The potentially most cost-efficient method of production of such components is casting, and the focus of this proposal is casting of Ti alloys using clean-melting technology, skull melting, which limits the superheat of the molten alloy to about 40°C above its melting point.
Because of this limited superheat, it is necessary to use centrifugal casting or very sophisticated gravity casting, so that mould-filling can be achieved.There is considerable experience in China in centrifugal casting and gravity casting of components up to 1.5m in length and larger casting tables up to 2 and 4m in length are now in development. This proposal is thus an excellent fit for an FP7 collaborative project with China.
Two demonstrator components have been identified which will be cast from Ti6Al4V. A comprehensive data-base of the mechanical properties specified by endusers for the cast components will be obtained and an important part of the work is to further improve the properties of welded Ti structures in order to allow large components to be built up via welding if that is necessary.
Underpinning all of the experimental work there will be a comprehensive process-modelling activity.
COLTS Results in brief:
Aircraft casting overcomes reactivity
Reducing production costs and enhancing sustainability and performance are key goals of the aerospace sector. Novel casting technology developed with EU support will enable improved manufacture of titanium (Ti)-based components to address all three.
Ti alloys are widely used in the aerospace industry given their excellent strength, low density, corrosion resistance and durability. Large Ti components are typically manufactured using thermochemical processing. Although it is expensive, it is currently preferable to more cost-effective casting due to superior quality and reliability of the product.

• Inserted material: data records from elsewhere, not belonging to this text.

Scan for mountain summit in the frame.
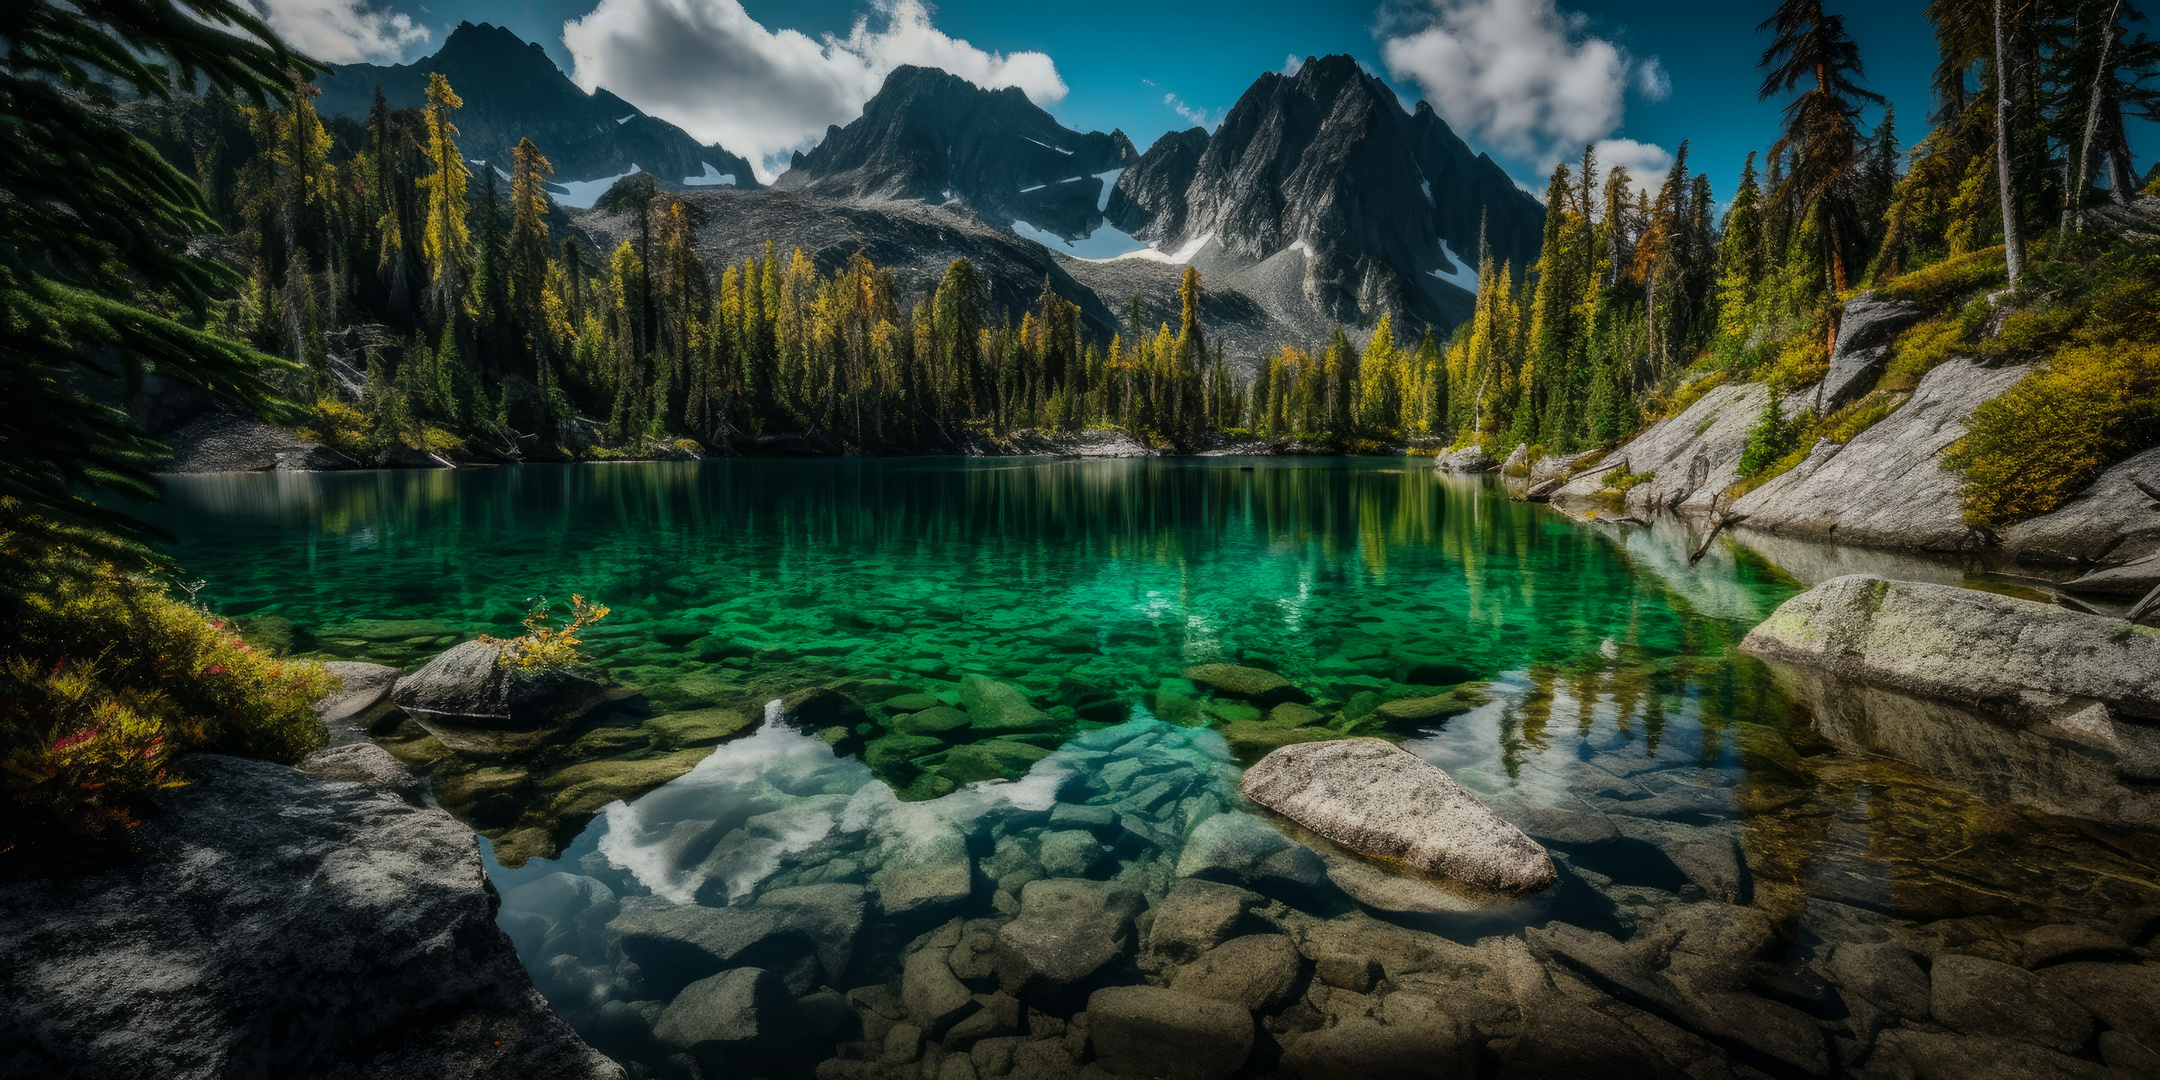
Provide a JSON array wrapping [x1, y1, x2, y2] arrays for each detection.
[[1105, 54, 1544, 329], [312, 22, 757, 193], [776, 65, 1137, 240]]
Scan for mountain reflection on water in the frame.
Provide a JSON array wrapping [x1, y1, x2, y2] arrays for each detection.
[[146, 459, 2160, 1078]]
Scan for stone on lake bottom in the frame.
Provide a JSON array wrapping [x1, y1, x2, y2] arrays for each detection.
[[1239, 738, 1557, 893], [1086, 985, 1254, 1080]]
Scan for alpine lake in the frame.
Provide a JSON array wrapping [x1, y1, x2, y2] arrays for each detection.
[[146, 458, 2160, 1079]]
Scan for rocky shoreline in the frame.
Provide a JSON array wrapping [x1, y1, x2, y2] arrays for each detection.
[[0, 752, 622, 1080]]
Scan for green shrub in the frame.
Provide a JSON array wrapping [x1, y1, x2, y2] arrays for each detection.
[[298, 399, 376, 459], [1738, 394, 1813, 478], [1948, 340, 2160, 526], [1603, 468, 1655, 492], [1877, 246, 2009, 305], [1, 546, 333, 848]]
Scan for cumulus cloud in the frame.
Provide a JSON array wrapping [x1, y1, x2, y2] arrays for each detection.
[[249, 0, 428, 65], [1163, 92, 1218, 130], [1380, 0, 1665, 169], [563, 0, 1067, 182], [1591, 138, 1673, 200]]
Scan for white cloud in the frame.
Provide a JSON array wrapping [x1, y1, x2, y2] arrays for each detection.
[[1591, 138, 1672, 201], [1380, 0, 1665, 169], [249, 0, 428, 64], [1279, 54, 1304, 77], [563, 0, 1067, 182], [1164, 92, 1217, 130]]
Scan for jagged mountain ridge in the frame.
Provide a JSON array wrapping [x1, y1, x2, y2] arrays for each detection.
[[1106, 55, 1544, 332], [775, 66, 1137, 240], [312, 22, 757, 192]]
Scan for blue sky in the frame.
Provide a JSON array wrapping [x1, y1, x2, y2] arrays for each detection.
[[279, 0, 2152, 199]]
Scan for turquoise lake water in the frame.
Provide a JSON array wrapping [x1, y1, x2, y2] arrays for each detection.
[[143, 459, 2160, 1077]]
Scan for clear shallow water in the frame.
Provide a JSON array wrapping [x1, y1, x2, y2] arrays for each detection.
[[146, 459, 2160, 1078]]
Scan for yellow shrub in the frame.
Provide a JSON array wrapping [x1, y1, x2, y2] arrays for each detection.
[[298, 399, 374, 458], [1949, 341, 2160, 526], [1880, 317, 1967, 392], [1878, 246, 2008, 305], [480, 595, 611, 670], [2, 551, 333, 847]]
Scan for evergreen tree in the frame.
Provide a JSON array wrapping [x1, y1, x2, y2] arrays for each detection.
[[1758, 0, 1886, 292]]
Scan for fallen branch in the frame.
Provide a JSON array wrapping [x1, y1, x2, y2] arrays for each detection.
[[1689, 513, 1749, 567], [2132, 476, 2160, 505], [2127, 579, 2160, 625]]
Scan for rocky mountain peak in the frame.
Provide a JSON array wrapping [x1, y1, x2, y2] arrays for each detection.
[[310, 24, 758, 197], [1104, 52, 1543, 333], [776, 65, 1137, 239]]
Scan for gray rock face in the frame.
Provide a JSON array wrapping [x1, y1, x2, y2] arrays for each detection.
[[158, 412, 355, 473], [1549, 378, 1788, 516], [1820, 293, 1932, 408], [1732, 358, 2031, 550], [1104, 127, 1211, 242], [392, 640, 610, 751], [299, 742, 422, 802], [1239, 738, 1557, 893], [2003, 444, 2160, 565], [1435, 445, 1491, 473], [1741, 575, 2160, 721], [0, 755, 620, 1080], [1086, 985, 1254, 1080], [317, 660, 403, 730]]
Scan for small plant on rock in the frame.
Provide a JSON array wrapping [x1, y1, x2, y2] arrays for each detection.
[[481, 595, 611, 669]]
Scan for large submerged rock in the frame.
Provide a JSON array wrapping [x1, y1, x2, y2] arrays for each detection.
[[1238, 738, 1557, 893], [392, 640, 609, 752], [1741, 575, 2160, 722], [0, 755, 620, 1080]]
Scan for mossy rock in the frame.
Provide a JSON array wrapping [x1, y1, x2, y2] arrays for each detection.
[[1371, 684, 1488, 726], [1202, 700, 1262, 725], [865, 733, 947, 783], [1147, 690, 1203, 727], [934, 739, 1052, 786], [433, 764, 532, 808], [1266, 702, 1325, 726], [959, 676, 1053, 732], [1220, 719, 1345, 761], [570, 725, 653, 756], [317, 618, 463, 642], [1184, 664, 1307, 705], [644, 706, 758, 748], [884, 693, 944, 713], [895, 705, 971, 736], [542, 748, 711, 819]]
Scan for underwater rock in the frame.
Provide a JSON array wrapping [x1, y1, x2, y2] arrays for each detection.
[[959, 676, 1053, 732], [609, 884, 865, 997], [1172, 812, 1325, 891], [1826, 941, 1932, 1021], [643, 707, 758, 748], [0, 755, 620, 1080], [1184, 664, 1305, 705], [1240, 738, 1557, 894], [1929, 954, 2094, 1054], [1146, 880, 1264, 966], [1370, 686, 1483, 726], [1086, 985, 1254, 1080], [993, 879, 1144, 994], [1742, 575, 2160, 722], [1274, 996, 1473, 1080], [1168, 934, 1304, 1011], [1434, 445, 1491, 473], [901, 947, 978, 1035], [936, 739, 1053, 787], [653, 966, 797, 1050], [896, 705, 972, 736], [780, 688, 871, 731], [392, 640, 609, 752]]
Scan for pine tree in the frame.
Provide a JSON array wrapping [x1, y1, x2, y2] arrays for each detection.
[[2, 0, 309, 575], [417, 72, 471, 319], [1758, 0, 1886, 293]]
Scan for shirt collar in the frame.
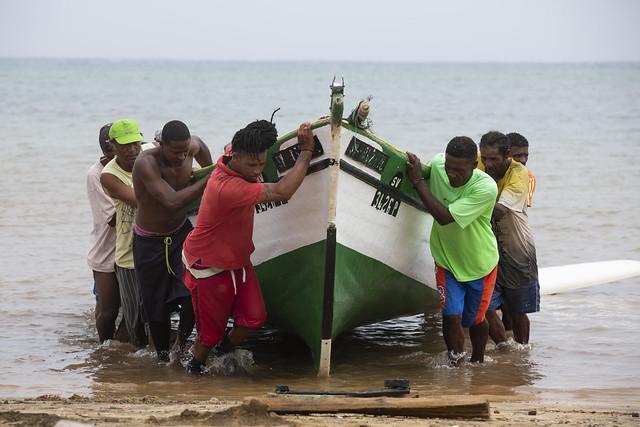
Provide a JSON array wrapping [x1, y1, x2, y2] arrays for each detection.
[[216, 155, 243, 178]]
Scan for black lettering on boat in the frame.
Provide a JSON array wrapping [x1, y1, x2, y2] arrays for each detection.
[[345, 137, 389, 174], [370, 189, 400, 217], [272, 136, 324, 174], [255, 199, 288, 214]]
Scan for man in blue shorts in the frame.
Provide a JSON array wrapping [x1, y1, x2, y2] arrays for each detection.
[[479, 131, 540, 345], [407, 136, 498, 365]]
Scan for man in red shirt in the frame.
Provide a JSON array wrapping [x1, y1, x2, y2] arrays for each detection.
[[182, 120, 315, 374]]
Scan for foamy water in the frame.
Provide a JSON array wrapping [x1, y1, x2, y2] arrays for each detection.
[[0, 59, 639, 403]]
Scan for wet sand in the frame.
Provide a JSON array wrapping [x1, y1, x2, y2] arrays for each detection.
[[1, 394, 639, 426]]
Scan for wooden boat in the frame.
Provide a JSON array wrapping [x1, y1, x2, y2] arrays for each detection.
[[192, 80, 438, 375], [190, 81, 640, 375]]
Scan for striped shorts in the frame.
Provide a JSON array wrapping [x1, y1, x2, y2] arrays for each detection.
[[114, 266, 148, 347]]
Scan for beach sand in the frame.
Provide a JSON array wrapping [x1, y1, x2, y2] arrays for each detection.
[[1, 394, 638, 426]]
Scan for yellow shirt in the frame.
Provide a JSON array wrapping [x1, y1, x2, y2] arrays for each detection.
[[479, 159, 538, 288], [101, 159, 136, 269], [527, 171, 536, 207], [478, 155, 536, 207]]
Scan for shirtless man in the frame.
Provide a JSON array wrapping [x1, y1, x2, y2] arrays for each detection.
[[132, 120, 212, 363]]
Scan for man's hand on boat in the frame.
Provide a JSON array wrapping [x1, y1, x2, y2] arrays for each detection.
[[297, 122, 315, 152], [405, 152, 423, 185], [257, 122, 314, 204]]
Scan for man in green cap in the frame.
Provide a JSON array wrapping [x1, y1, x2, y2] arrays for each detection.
[[100, 119, 148, 348]]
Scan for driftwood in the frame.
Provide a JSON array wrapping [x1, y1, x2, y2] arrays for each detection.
[[243, 395, 490, 419]]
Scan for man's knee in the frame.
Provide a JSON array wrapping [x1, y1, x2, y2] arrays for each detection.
[[469, 318, 488, 331], [510, 311, 529, 323], [97, 304, 119, 321], [442, 314, 462, 328], [236, 306, 267, 330], [485, 309, 498, 319]]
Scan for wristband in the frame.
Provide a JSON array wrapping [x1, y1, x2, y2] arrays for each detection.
[[300, 149, 315, 153], [412, 177, 425, 186]]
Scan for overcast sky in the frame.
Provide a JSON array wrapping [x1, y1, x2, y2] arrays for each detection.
[[1, 0, 638, 62]]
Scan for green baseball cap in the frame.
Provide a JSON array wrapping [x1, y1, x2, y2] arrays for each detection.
[[109, 119, 144, 145]]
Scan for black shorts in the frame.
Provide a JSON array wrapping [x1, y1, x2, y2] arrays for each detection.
[[133, 221, 192, 323]]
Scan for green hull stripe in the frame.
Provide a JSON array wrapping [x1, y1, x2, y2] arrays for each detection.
[[255, 241, 438, 366]]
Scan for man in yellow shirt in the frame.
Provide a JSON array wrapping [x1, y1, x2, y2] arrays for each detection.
[[507, 132, 536, 208], [479, 132, 540, 345]]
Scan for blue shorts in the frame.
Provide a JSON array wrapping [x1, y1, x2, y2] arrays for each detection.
[[436, 265, 497, 328], [489, 281, 540, 314]]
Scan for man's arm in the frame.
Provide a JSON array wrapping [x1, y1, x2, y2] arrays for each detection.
[[493, 165, 528, 222], [406, 152, 455, 226], [192, 135, 213, 168], [101, 173, 137, 208], [133, 155, 210, 211], [257, 122, 314, 203], [492, 203, 509, 222]]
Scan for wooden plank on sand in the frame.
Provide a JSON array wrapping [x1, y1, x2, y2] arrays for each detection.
[[244, 396, 490, 419]]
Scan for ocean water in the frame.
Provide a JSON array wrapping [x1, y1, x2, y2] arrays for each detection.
[[0, 59, 639, 402]]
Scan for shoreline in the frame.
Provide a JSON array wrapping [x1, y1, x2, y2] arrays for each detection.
[[1, 393, 638, 426]]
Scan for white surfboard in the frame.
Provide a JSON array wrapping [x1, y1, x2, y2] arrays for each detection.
[[539, 259, 640, 295]]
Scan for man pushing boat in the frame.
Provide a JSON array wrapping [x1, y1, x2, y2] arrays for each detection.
[[132, 120, 213, 363], [182, 120, 315, 375], [406, 137, 498, 365], [479, 131, 540, 346]]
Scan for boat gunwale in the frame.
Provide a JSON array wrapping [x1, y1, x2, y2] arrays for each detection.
[[275, 119, 429, 214]]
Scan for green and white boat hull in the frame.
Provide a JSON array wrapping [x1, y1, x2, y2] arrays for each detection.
[[252, 114, 437, 372], [189, 84, 438, 373]]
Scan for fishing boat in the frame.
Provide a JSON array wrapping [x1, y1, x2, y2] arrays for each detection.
[[190, 80, 640, 376], [192, 79, 439, 375]]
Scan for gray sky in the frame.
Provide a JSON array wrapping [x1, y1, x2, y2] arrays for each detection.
[[1, 0, 638, 62]]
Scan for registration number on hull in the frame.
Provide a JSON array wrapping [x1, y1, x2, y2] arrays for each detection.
[[371, 190, 400, 217]]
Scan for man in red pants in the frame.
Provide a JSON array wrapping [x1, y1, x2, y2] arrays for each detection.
[[182, 120, 315, 374]]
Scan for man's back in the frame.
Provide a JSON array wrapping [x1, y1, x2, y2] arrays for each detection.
[[183, 156, 263, 271], [87, 160, 116, 272]]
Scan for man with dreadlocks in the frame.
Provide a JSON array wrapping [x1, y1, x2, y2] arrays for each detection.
[[182, 120, 315, 374]]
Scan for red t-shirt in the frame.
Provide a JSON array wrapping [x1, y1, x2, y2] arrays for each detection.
[[183, 156, 264, 270]]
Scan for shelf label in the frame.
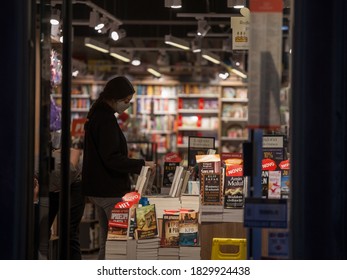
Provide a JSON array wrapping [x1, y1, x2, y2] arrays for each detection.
[[244, 197, 287, 228]]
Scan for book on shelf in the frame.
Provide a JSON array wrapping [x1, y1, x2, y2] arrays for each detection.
[[160, 211, 180, 248], [135, 204, 158, 240], [178, 209, 199, 247]]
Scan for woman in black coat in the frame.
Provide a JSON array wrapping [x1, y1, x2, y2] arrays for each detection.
[[82, 76, 155, 259]]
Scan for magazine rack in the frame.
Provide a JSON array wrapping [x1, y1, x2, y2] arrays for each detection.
[[211, 238, 247, 260]]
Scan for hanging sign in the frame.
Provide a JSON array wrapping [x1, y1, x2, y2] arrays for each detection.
[[231, 16, 250, 50]]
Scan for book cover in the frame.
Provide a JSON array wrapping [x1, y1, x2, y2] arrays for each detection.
[[279, 159, 290, 199], [222, 152, 245, 208], [162, 152, 182, 189], [200, 173, 223, 205], [107, 208, 130, 240], [135, 204, 158, 239], [161, 212, 180, 247], [262, 170, 269, 198], [268, 170, 282, 199], [179, 210, 199, 246], [163, 162, 180, 188]]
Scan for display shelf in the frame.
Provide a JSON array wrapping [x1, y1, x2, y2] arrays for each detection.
[[219, 85, 248, 153], [221, 117, 248, 122], [178, 109, 219, 114], [133, 83, 179, 154]]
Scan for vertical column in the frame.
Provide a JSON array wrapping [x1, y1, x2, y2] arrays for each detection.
[[0, 0, 35, 259], [291, 0, 347, 259]]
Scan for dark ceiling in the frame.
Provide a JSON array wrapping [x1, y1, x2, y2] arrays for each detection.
[[51, 0, 290, 80]]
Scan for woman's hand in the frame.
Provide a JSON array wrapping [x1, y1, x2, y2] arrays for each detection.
[[145, 161, 156, 174]]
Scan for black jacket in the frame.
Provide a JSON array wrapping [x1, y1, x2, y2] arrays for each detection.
[[82, 101, 144, 197]]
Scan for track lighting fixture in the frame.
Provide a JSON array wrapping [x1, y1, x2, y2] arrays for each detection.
[[109, 24, 126, 41], [89, 10, 100, 28], [147, 67, 162, 78], [131, 55, 141, 66], [157, 51, 170, 66], [219, 71, 230, 80], [95, 16, 107, 31], [196, 19, 211, 37], [165, 35, 190, 50], [109, 48, 131, 63], [201, 50, 221, 64], [227, 0, 246, 9], [50, 8, 61, 25], [165, 0, 182, 9], [191, 38, 202, 53], [84, 37, 109, 53]]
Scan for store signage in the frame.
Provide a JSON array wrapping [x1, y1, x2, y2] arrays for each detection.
[[71, 118, 87, 137], [187, 136, 215, 167], [244, 197, 287, 228], [231, 17, 250, 50]]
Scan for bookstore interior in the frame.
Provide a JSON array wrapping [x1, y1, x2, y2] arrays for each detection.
[[11, 0, 303, 260]]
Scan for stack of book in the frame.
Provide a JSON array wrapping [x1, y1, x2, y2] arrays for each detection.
[[180, 194, 200, 213], [136, 237, 161, 260], [200, 205, 224, 222], [179, 246, 201, 260], [105, 239, 128, 260], [158, 247, 180, 260], [147, 195, 181, 220], [222, 208, 244, 222]]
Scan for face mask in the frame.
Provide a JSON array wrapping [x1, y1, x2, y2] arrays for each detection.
[[115, 101, 131, 114]]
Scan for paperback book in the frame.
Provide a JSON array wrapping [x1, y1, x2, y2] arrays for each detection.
[[161, 211, 180, 247], [222, 152, 245, 208], [179, 209, 199, 246], [135, 204, 158, 239]]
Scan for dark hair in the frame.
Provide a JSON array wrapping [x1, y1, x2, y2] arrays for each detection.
[[101, 76, 135, 101], [87, 76, 135, 118]]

A Chinese and European consortium initiated the EU-funded ‘Casting of large Ti structures’ (COLTS) project to improve the quality of cast products and reduce the cost even further. Casting is a process whereby molten metal is poured into a hollow mould and the material is cooled into a solidified shape. The Chinese team brought extensive experience in casting and in electron beam welding of Ti alloys. This was complemented by European group expertise in computer modelling of casting and welding and in assessment of materials’ microstructures and properties. Selected demonstrators were a large cylinder, a cubic space frame, a doorframe and cross-connectors containing many thin-walled components.
Molten Ti alloys are highly reactive and must be melted under special conditions that limit their temperature. This in turn makes filling of mould cavities difficult, particularly for thin and/or large castings. Researchers applied metal-based coating to strong waxes developed by the consortium to make the final moulds for casting the parts with limited wax distortion. The coatings significantly inhibited reactivity with the molten alloy.
Welded and cast components showed promising ability to meet requirements of dimensions, surface finishes and mechanical properties. Subsequent modelling suggests that processes can be optimised to do so completely. Project components are now on display at the European Space Agency’s museum in the Netherlands, attesting to the significance of outcomes.
COLTS Ti casting technology will soon result in lighter, lower-cost and high-performance components for the aerospace sector with lower environmental impact all along the product life cycle. Results will provide a boost to the EU aerospace sector and have important applications to numerous other fields in which Ti is being used.